Examiner, 21 June 1886

River View Hotel. — Mr William Doodie, proprietor of this well-known hotel, has recently made extensive additions thereto, and the house will shortly be replete with every accommodation for visitors and the public generally. From an advertisement in another column it will be noticed that telephonic communication with the Exchange will shortly be established, which will be very convenient for masters of vessels and the mercantile community.
Daily Telepgrah, 6 September 1886

Mercury, 28 December 1886

We are informed that the trustees in the estate of William Doodie, of River View Hotel, at the junction of Lower Charles and William streets have disposed of the property to Mr. Frank Simpson, for his daughter, Mrs. Mary Whitnall, of Gladstone. The price paid is £1250, and a mortgage of £2300, brings upthe total to £3550.
The Tasmanian, 14 January 1888

The Mercury, 29 November 1892

Death of Mr.

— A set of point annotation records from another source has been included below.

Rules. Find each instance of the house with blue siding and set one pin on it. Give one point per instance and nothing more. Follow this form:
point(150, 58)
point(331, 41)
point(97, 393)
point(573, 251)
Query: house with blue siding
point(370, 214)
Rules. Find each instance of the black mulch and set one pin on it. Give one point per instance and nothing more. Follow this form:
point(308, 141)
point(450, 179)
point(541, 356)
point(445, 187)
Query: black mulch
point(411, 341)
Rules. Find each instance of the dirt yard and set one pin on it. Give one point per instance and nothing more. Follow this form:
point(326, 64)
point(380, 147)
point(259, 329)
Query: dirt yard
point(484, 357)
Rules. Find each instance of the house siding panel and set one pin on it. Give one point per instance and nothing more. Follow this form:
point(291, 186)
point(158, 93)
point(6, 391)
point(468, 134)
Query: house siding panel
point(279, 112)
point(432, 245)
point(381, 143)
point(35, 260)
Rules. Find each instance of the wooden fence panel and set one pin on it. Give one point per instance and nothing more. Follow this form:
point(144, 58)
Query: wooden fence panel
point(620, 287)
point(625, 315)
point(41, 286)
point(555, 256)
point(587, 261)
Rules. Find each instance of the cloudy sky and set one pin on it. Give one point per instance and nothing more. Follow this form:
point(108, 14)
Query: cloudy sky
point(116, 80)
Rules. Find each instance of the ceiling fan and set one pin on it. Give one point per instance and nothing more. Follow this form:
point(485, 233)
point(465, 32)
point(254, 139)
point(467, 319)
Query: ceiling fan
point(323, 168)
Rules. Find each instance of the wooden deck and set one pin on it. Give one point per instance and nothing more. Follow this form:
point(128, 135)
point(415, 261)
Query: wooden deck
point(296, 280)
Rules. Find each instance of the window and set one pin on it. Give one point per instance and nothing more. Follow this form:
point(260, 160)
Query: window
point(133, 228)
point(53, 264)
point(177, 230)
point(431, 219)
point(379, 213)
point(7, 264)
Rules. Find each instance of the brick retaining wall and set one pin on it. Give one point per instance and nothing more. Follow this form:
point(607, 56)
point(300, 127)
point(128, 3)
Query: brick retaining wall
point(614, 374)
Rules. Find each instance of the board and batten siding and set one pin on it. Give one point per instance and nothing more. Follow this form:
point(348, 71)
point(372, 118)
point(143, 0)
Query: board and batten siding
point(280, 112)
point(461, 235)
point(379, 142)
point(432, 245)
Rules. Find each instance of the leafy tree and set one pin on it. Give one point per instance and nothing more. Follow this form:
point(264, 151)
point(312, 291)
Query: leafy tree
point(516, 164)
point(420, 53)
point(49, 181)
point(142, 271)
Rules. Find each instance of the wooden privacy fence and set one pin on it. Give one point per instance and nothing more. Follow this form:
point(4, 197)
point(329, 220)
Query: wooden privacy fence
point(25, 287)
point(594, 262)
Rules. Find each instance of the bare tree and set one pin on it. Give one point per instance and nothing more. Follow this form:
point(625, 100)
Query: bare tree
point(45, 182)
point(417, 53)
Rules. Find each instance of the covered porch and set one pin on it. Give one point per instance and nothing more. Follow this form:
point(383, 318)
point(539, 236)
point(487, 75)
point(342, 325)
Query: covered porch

J. Sheehan.—An old and much-respected resident of the city, in the person of Mr. Jeremiah Sheehan, joined the majority on Saturday. Mr. Sheehan for many years conducted a tailoring business in Launceston, and subsequently, for about 12 months, kept the River View Hotel, Charles-street. For the past two years, however, he has been suffering from a paralytic attack, to which he succumbed on Saturday.